How does a self-centering rudder affect left-turning tendency?

Question

In this answer to a question about controls, Peter Kämpf mentions the Klemm 35:

...the rudder has two narrow strips which are deflected slightly to the left and the right, respectively. This increases the force gradient over deflection for the first few degrees when the rudder is moved away from its centered position.

How does this interact with left-turning tendency coming from the engine slipstream? Normally, small movements of the rudder are needed to counteract the effect of the slipstream on the fin, so increasing the force required for small movements would seem to hinder rather than help the pilot.

On the other hand, I'd expect the right-pointing strip to be in the lee of the fin (as the slipstream passes left-to-right over it), which would reduce the force on it, letting the rudder move a little to the right on its own, which is exactly what you want.

What actually happens? Does the neutral position of the rudder change at different power settings when flying straight and level? Does this arrangement reduce your foot workload compared to other aircraft?

Answer 1

First, "adverse yaw" refers to the increased drag of a down aileron (and reduced drag on an up aileron) -- which mean that as you deflect the ailerons to roll left (in order to turn left), the adverse yaw makes the nose yaw right -- exactly the opposite of what you want. Therefore you balance any application of aileron with just the right amount of rudder to counteract the adverse yaw. This is called "coordination".

For any control surface (like rudder or aileron) there is a small "dead zone" around neutral, where movement of the surface does not have an appreciable aerodynamic effect. Those narrow strips reduce the size of that dead zone and improve control. Therefore they help, not hurt.

What you're talking about is what the FAA (and others) call "left-turning tendency". When flying straight and level, the engine power affects the amount of rudder required, and significantly so. At high power more right rudder is required, and especially so at low speeds like climbing. At low power settings less right rudder is required, especially at high speeds -- so in a descent many aircraft require left ruder to straight. (Of course this is most applicable to single-engine airplanes where the fin is in the propwash.)

To help the pilot with the forces required, surfaces have trim tabs -- see Why Pitch Trim Up/Down & Roll Left/Right switches on yoke or control stick?

(Incidentally, many older small English engines like the dh Gipsy engine, https://en.wikipedia.org/wiki/De_Havilland_Gipsy_Major, turn the opposite direction so airplanes like the Tiger Moth that use that engine have a right-turning tendency and require left rudder.)

Answer 2

Adverse Yaw created by the propellor will vary based on aircraft and design. Lots of modern single engine aircraft do things to counter act adverse yaw but if we take a pretty neutral aircraft design and apply the tabs you reference all you will see is a slightly more aggressive rudder. Since there is a tab in each direction in a centered situation they will cancel each other out however they will cause the rudder to have a more drastic impact at smaller angles of deflection.

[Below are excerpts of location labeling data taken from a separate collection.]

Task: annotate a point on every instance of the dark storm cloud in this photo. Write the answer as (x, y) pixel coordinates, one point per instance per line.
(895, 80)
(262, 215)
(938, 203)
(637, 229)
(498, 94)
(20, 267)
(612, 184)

What actually happens? Does the neutral position of the rudder change at different power settings when flying straight and level? Does this arrangement reduce your foot workload compared to other aircraft?

The neutral position of the rudder will always change a bit as the power settings vary. For this you have rudder trim. Generally speaking a lot of GA planes have a bit of left rudder trim always in to counteract P-Factor some even have permanent design features to do so. It should also be noted that P-Factor is most prominent at high angles of attack and high power settings (takeoff and climb out) generally this also means lower airspeeds. Once you settle into cruise its effects are decreased. I have never felt that it adds to my work load when flying but Ercoupe pilots may have a different opinion on that.... The design you mention does not really reduce workload, for that you would need something like a yaw damper some new planes like the Cirrus SR22 have them.